Automatic Solver Generator for Systems of Laurent Polynomial Equations
摘要
Many problems in applied science require solving families of (Laurent) polynomial systems that share a monomial structure but have varying coefficients. The state-of-the-art approach uses elimination templates — coefficient (Macaulay) matrices that encode the transformation from the original polynomials to the polynomials needed to construct the action matrix. Knowing an action matrix, the solutions of the system are computed from its eigenvectors. A key advantage of this approach is that a single template generalizes to an entire family. In this paper, we propose a new practical algorithm for verifying whether a given set of Laurent polynomials is sufficient to construct an elimination template. Based on this algorithm, we present an automatic generator for creating efficient solvers for systems of Laurent polynomial equations. Our proposed generator offers several advantages: it is conceptually simple and fast; it naturally handles ideals with positive-dimensional components; and it can automatically uncover partial p-fold symmetries.

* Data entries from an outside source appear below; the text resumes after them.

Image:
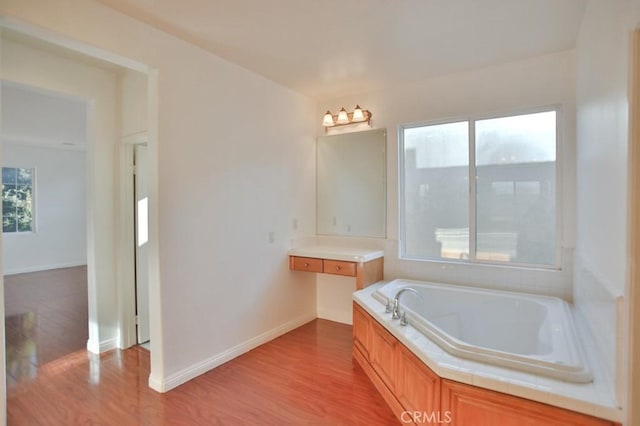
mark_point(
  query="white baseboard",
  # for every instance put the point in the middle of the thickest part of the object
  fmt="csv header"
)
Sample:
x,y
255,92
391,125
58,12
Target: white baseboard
x,y
186,374
96,347
27,269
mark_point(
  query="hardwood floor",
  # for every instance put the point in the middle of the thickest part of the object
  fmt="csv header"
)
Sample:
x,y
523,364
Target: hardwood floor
x,y
305,377
45,319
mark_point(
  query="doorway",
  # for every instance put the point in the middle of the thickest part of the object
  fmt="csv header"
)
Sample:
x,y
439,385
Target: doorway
x,y
141,220
44,227
110,269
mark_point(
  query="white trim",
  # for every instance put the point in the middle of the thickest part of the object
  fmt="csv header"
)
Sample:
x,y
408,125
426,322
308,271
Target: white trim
x,y
186,374
39,268
103,346
139,138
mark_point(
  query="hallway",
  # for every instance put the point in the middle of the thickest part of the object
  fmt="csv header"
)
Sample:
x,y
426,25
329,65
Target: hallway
x,y
45,319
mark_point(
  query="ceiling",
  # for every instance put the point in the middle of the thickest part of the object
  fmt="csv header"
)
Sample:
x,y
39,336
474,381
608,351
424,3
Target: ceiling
x,y
331,48
37,117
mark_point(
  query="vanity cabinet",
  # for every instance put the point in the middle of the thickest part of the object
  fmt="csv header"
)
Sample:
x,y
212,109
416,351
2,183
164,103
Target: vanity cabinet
x,y
367,266
308,264
417,395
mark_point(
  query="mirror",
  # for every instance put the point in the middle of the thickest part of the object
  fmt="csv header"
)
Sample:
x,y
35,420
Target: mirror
x,y
351,184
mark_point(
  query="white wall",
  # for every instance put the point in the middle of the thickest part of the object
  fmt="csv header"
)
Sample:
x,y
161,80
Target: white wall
x,y
134,101
602,148
235,161
60,205
505,88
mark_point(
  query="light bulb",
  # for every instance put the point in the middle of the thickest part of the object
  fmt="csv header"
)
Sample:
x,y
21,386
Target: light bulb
x,y
357,114
328,119
343,118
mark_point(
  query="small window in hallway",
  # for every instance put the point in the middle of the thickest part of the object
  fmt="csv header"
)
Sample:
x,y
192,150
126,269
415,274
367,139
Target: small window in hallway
x,y
17,199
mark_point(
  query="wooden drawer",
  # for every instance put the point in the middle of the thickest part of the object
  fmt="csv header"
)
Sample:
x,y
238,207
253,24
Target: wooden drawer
x,y
308,264
339,267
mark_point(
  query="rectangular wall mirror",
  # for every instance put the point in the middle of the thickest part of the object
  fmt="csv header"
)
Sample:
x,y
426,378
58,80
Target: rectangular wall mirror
x,y
352,184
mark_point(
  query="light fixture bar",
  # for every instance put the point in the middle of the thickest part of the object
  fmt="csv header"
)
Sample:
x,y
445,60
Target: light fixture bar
x,y
344,118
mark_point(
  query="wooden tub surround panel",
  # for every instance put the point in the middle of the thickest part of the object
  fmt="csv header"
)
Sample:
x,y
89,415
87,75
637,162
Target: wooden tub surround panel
x,y
417,395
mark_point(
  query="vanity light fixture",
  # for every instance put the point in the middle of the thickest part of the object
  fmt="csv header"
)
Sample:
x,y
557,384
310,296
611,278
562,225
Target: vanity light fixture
x,y
343,118
357,116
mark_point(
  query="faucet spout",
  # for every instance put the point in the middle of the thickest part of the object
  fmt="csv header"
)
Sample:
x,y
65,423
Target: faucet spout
x,y
396,301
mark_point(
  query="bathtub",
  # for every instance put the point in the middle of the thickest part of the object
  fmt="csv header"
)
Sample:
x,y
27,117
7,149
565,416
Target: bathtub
x,y
534,334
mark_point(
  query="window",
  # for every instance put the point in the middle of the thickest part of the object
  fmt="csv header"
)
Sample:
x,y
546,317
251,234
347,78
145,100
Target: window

We test our generator on various minimal problems, mostly in geometric computer vision. The speed of the generated solvers exceeds the state-of-the-art in most cases. In particular, we propose solvers for the following problems: optimal 3-view triangulation, semi-generalized hybrid pose estimation, and minimal time-of-arrival self-calibration. Experiments on synthetic scenes demonstrate that our solvers are numerically accurate and either comparable to or significantly faster than existing alternatives.